Part 79 - Heart

4K 278 21
                                    

Pagi-pagi sekali Reon Alistair Zodic sudah menapakkan kakinya di kediaman Vererro. Ngapain lagi kalau bukan untuk menemui kekasihnya yang sempat menghilang selama berbulan-bulan?

Sudah lewat beberapa hari sejak hari pertama dia bertemu dengan Sion setelah sekian lama, dan tetap saja Reon selalu ingin menatap wanitanya lebih lama lagi.

Reon menopang dagu sambil tersenyum menatap Sion yang sedang makan di hadapannya.

"Makan, Re," perintah Sion karena mulai sebal diliatin terus.

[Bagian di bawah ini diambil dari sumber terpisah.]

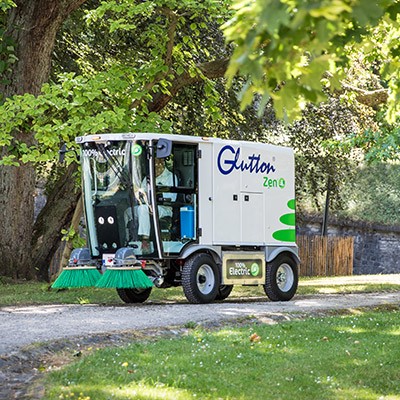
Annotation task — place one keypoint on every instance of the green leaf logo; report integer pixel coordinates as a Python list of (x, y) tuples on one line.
[(287, 235), (137, 150), (254, 269)]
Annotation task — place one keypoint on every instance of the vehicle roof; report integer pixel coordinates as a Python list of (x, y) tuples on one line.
[(155, 136)]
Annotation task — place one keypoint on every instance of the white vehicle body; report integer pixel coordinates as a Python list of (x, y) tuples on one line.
[(234, 201)]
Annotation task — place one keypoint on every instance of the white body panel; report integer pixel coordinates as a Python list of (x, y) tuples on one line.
[(246, 190)]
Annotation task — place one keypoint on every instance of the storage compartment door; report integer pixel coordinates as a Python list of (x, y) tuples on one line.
[(253, 218)]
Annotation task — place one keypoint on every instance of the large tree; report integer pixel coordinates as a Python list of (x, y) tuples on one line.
[(28, 34), (154, 50)]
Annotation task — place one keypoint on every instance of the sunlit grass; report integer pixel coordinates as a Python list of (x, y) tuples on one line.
[(28, 293), (353, 356)]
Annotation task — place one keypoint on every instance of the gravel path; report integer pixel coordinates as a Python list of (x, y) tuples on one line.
[(66, 327), (21, 326)]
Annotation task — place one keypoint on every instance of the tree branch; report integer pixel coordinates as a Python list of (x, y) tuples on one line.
[(210, 70), (173, 17), (371, 98)]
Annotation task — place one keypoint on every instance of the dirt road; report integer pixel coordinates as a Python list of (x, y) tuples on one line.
[(21, 326)]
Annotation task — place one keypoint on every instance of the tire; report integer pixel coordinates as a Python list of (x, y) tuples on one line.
[(223, 292), (282, 278), (200, 279), (134, 295)]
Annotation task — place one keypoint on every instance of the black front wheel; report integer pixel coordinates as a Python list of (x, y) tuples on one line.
[(200, 278), (282, 278), (134, 295)]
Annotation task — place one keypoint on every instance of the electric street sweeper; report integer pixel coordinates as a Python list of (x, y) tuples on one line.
[(169, 210)]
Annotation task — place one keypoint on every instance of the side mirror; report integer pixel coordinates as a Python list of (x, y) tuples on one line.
[(164, 148), (61, 153)]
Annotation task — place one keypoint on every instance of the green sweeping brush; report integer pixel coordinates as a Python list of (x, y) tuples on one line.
[(77, 277), (125, 278)]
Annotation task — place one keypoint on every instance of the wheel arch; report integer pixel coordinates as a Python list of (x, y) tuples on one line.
[(292, 252), (214, 252)]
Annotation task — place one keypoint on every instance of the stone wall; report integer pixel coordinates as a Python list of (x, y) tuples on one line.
[(376, 247)]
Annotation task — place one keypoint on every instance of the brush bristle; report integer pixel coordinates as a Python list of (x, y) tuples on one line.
[(77, 277), (124, 279)]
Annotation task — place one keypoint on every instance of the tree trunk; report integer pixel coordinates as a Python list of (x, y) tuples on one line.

Tetapi bukannya makan, Reon malah berpindah duduk di sebelah Sion. Dia tidak menghadap depan, namun malah menghadap ke samping Sion. Lalu, Reon mengambil sendok yang sudah disendokkan okeh Sion dan memasukkannya ke dalam mulutnya, dengan tangan Sion yang masih mengenggam sendoknya.

"Geli, tau gak," komentar Sion terhadap tingkah Reon.

Kenapa dia bisa suka sama orang kayak gini ya? Tanya Sion dalam hati.

Reon tidak membalas, dia malah mengambil sendok dari tangan Sion dan menyuapkan makanan. Menatap sedaritadi juga membuatnya sadar kalau Sion susah memegang sendok.

Saat Sion sadar mau disuapin, Sion hendak mengambil sendoknya kembali. Namun, Reon malah menarik tangannya.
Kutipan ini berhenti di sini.